This pull request primarily focuses on updating and refactoring the CI/CD pipeline, removing Python 3.9 support, and introducing new build steps for C++ wheels. Several documentation files have also been updated to reflect these changes and improve clarity. The removal of the oss tag from various build steps across different platforms might impact how these jobs are categorized or filtered in the CI system. Additionally, the refactoring of Bazel sharding logic and dependency management indicates a significant overhaul of the build infrastructure.

gemini-code-assist · 2026-01-21T03:26:24Z

cpp/src/ray/util/process_helper.cc

+  if (ConfigInternal::Instance().worker_type != WorkerType::DRIVER) {
+    options.worker_id = WorkerID::FromHex(ConfigInternal::Instance().worker_id);
+  }


The options.startup_token assignment has been replaced with a conditional options.worker_id assignment. This aligns with the renaming of startup_token to worker_id.
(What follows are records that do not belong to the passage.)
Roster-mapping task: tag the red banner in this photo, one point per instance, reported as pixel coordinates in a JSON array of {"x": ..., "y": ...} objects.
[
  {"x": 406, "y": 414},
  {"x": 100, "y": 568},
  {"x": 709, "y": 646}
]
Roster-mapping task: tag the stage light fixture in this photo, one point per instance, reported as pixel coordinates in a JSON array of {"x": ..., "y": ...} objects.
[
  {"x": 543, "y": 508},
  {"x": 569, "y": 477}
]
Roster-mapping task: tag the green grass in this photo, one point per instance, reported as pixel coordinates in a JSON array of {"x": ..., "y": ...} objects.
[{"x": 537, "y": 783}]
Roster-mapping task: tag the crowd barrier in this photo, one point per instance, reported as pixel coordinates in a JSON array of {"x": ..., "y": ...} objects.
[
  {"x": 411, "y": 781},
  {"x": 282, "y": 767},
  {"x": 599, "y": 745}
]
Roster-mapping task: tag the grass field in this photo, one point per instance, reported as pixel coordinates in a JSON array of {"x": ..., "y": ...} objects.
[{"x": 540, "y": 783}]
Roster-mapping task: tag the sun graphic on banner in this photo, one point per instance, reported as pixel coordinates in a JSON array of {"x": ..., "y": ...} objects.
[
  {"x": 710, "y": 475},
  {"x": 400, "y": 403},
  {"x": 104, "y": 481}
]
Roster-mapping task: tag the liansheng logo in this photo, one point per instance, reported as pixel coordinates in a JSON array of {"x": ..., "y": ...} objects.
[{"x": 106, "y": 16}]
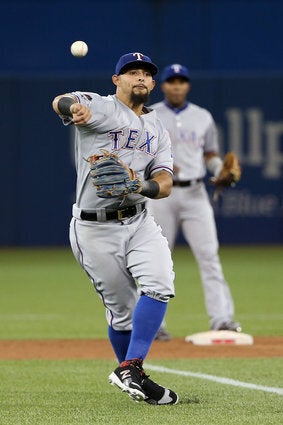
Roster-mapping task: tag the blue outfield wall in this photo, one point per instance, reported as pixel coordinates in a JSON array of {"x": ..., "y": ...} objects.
[{"x": 37, "y": 171}]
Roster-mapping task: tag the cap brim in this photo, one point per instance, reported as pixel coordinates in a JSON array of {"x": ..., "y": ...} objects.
[
  {"x": 139, "y": 64},
  {"x": 172, "y": 77}
]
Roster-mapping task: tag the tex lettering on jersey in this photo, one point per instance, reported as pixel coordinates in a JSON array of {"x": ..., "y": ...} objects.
[{"x": 133, "y": 139}]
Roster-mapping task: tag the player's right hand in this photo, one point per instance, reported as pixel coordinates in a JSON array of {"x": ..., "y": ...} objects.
[{"x": 81, "y": 114}]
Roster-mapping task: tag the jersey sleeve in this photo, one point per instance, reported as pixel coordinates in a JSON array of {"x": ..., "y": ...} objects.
[
  {"x": 163, "y": 159},
  {"x": 211, "y": 137}
]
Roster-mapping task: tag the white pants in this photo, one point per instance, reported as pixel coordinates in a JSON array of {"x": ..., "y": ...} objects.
[
  {"x": 190, "y": 208},
  {"x": 123, "y": 259}
]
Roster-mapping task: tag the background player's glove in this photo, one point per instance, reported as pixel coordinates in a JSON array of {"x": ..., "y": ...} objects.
[
  {"x": 111, "y": 177},
  {"x": 229, "y": 175}
]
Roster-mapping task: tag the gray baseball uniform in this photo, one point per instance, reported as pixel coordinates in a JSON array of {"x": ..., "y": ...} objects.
[
  {"x": 130, "y": 251},
  {"x": 193, "y": 133}
]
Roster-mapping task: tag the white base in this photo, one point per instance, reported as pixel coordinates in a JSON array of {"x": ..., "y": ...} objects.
[{"x": 220, "y": 338}]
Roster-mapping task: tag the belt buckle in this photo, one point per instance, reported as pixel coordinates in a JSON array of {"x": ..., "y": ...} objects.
[{"x": 121, "y": 215}]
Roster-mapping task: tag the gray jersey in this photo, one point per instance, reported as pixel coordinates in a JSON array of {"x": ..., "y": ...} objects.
[
  {"x": 193, "y": 132},
  {"x": 141, "y": 142}
]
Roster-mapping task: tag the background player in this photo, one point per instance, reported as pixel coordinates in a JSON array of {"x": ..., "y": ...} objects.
[
  {"x": 114, "y": 239},
  {"x": 195, "y": 147}
]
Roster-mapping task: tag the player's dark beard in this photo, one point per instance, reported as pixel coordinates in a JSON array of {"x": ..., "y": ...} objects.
[{"x": 140, "y": 98}]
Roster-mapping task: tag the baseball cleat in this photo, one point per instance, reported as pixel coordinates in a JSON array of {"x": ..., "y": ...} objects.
[
  {"x": 128, "y": 378},
  {"x": 158, "y": 395},
  {"x": 230, "y": 326},
  {"x": 131, "y": 378}
]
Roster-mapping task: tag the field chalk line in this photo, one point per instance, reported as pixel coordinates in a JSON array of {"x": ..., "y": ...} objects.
[{"x": 214, "y": 378}]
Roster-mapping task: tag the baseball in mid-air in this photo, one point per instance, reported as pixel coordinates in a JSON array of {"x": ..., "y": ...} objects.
[{"x": 79, "y": 49}]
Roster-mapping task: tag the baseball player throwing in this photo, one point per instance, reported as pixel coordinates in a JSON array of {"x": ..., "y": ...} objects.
[
  {"x": 123, "y": 156},
  {"x": 195, "y": 147}
]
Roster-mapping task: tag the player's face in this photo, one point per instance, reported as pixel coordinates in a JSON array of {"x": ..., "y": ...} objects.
[
  {"x": 135, "y": 84},
  {"x": 175, "y": 91}
]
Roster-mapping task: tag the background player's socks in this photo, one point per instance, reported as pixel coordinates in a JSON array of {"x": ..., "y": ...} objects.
[
  {"x": 147, "y": 318},
  {"x": 120, "y": 342}
]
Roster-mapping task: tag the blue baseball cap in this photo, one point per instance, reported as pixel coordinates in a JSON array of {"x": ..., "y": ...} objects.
[
  {"x": 173, "y": 71},
  {"x": 135, "y": 60}
]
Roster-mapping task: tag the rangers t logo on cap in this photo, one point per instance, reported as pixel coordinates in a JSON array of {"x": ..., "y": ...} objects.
[{"x": 132, "y": 60}]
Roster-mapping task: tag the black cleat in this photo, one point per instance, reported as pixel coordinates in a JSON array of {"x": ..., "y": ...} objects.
[
  {"x": 230, "y": 326},
  {"x": 128, "y": 378}
]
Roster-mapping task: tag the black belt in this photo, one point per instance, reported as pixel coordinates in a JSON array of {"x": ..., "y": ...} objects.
[
  {"x": 186, "y": 182},
  {"x": 115, "y": 215}
]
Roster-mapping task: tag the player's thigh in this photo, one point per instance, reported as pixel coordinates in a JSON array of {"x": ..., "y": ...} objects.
[
  {"x": 100, "y": 250},
  {"x": 149, "y": 259},
  {"x": 164, "y": 213}
]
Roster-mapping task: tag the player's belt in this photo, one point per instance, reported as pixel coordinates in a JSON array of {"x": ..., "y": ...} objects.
[
  {"x": 186, "y": 182},
  {"x": 115, "y": 215}
]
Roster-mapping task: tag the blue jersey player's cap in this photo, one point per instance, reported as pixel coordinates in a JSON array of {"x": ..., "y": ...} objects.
[
  {"x": 135, "y": 60},
  {"x": 175, "y": 71}
]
Ensure that the WorkerID::FromHex conversion is robust and handles all possible string inputs for worker_id.

gemini-code-assist · 2026-01-21T03:26:24Z

cpp/src/ray/config_internal.cc

      head_args.insert(head_args.end(), args.begin(), args.end());
    }
-    startup_token = absl::GetFlag<int64_t>(FLAGS_startup_token);
+    worker_id = absl::GetFlag<std::string>(FLAGS_ray_worker_id);


The assignment startup_token = absl::GetFlag<int64_t>(FLAGS_startup_token); has been replaced with worker_id = absl::GetFlag<std::string>(FLAGS_ray_worker_id);. This change must be carefully reviewed to ensure that the new worker_id is correctly retrieved and used in all relevant parts of the system, especially considering the type change from int64_t to std::string.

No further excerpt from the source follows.